[tahoe-lafs-trac-stream] [Tahoe-LAFS] #2875: Multiples storage servers can be registered with the same FURL (UncoordinatedWriteError on I2P grid)

Tue Jul 4 19:08:38 UTC 2017

#2875: Multiples storage servers can be registered with the same FURL
(UncoordinatedWriteError on I2P grid)
------------------------------+------------------------------
     Reporter:  nwks          |      Owner:
         Type:  defect        |     Status:  new
     Priority:  normal        |  Milestone:  undecided
    Component:  code-network  |    Version:  1.12.1
   Resolution:                |   Keywords:  i2p introduction
Launchpad Bug:                |
------------------------------+------------------------------

Comment (by warner):

 Thanks for the detailed investigation!

 Storage servers in Tahoe are primarily identified by their !Ed25519 public
 verifying key, and the FURL is supposed to be an attribute of the storage
 server (rather than an identifier). The idea going forward is that some
 storage servers won't even speak Foolscap, so they won't have FURLs
 (they'll probably have `http://` URLs instead).

 It wasn't always that way. In the beginning, we were so focused on
 Foolscap that we used the "tubid" portion of the Foolscap FURL at a node
 identifier (and we were so focused on P2P that we frequently called it a
 "peerid"). But when we started thinking about non-Foolscap nodes, we
 realized that was a mistake.

 In 1.12 we finally switched from using the FURL-derived tubid to using the
 new !Ed25519 pubkey. Servers have signed their Introducer announcements
 using the corresponding private signing key since the 1.10 release.
 Clients build local objects (instances of
 `allmydata.storage_client.NativeStorageServer`) to represent them, and
 those `NativeStorageServer` objects are indexed by a "serverid".

 I did a big pass to hand these server objects around instead of string-ish
 identifiers, and then to consistently use the word "serverid" in the code
 when we did need to talk about the server objects. And then we made a
 second change to build this from the !ed25519 key instead of the tubid,
 except in a backwards-compatible case where the (older) server wasn't
 publishing an !ed25519 key. In 1.12, we removed support for these old
 unsigned announcements, so all the client-side server objects ought to
 have a pubkey-based serverid now, and this backwards-compatibility code
 was removed.

 So, misconfigured servers that announce the wrong FURL are a problem, but
 it should be only the server's problem (clients won't be able to connect
 to that server: it'd be like you giving me the wrong email address and
 then me wondering why my emails weren't getting through, or going to the
 wrong person).

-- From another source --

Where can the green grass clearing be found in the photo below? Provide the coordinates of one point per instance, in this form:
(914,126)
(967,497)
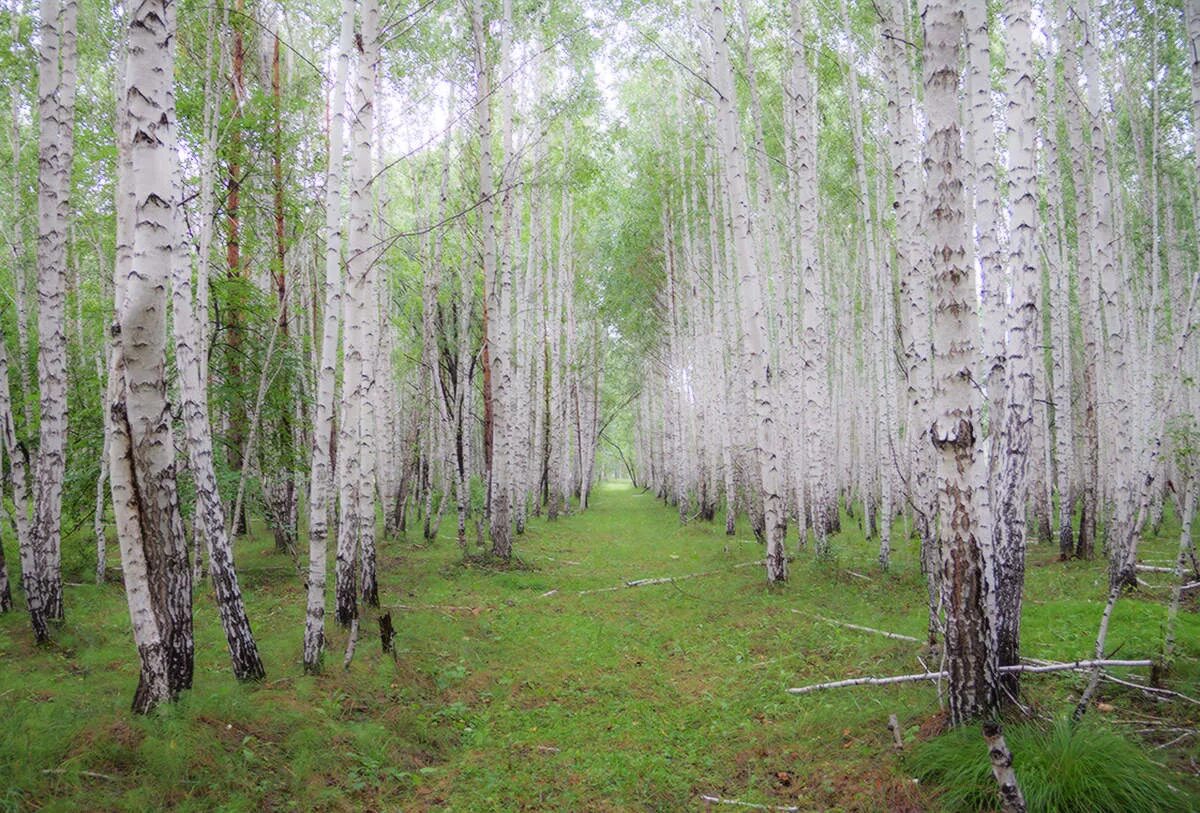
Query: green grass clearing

But if the client is getting confused by that, that's
 something we need to fix.

 So the client thinks it is talking to two distinct servers, but they both
 happen to be connecting to the same one. So like you said, then client
 will send two shares to the same server, and they'll also see both shares
 as appearing at both servers.

 One of those shares is wrong: the lease renew/cancel secrets will be
 computed for the wrong server, and the "write enabler" secret (which
 authorizes mutations of mutable shares) will be wrong. So when the client
 attempts to modify both of the shares that it sees, it will get an
 exception for one of them (or the request will be ignored: it's a critical
 distinction, but I forget how the code currently behaves).

 But most critically, as you discovered, writing to share 1 on "server A"
 will cause share 1 on "server B" to spontaneously change, which looks
 exactly like an `UncoordinatedWriteError`.

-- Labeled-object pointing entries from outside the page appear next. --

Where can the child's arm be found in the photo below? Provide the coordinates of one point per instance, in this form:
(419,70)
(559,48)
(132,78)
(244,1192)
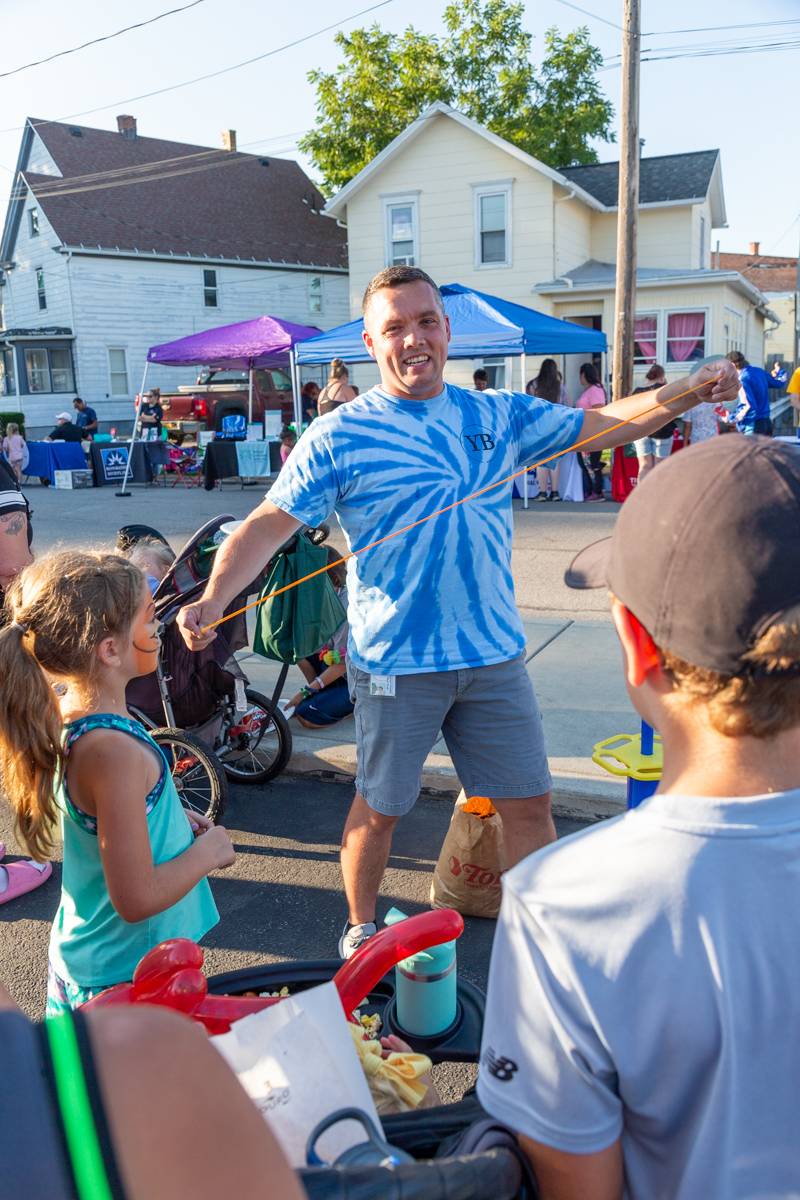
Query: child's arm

 The shallow solution might be to have the client watch for duplicate
 FURLs, and complain, or reject the second one as a duplicate. That's not
 very satisfying though, because a server that wants to cause problems
 could duplicate the FURL of any other known server, and then if it got
 lucky and was processed first, it could prevent you from reaching their
 victim server. The malicious server can't pretend to be someone else
 (because of the keys), but it *can* (sometimes) prevent you from talking
 to someone else, which isn't great.

 The deeper solution, which I guess I should have thought about when I
 first implemented the !ed25519 key scheme, is that the server needs to
 prove its control over that key when the client connects to it, instead of
 merely when it publishes the announcement. Or, at least the server needs a
 way to let the client know which server they just connected to, and the
 client should check this before sending any shares.

 I need to think about this more.. getting a strong two-way binding between
 serverid (the !ed25519 pubkey) and the FURL sounds tricky, but also I
 don't think we strictly need it. My immediate thought was to have the
 server (at the announced FURL) return a signed JSON blob which contains
 the actual FURL to use. But I don't think that solves the problem at all.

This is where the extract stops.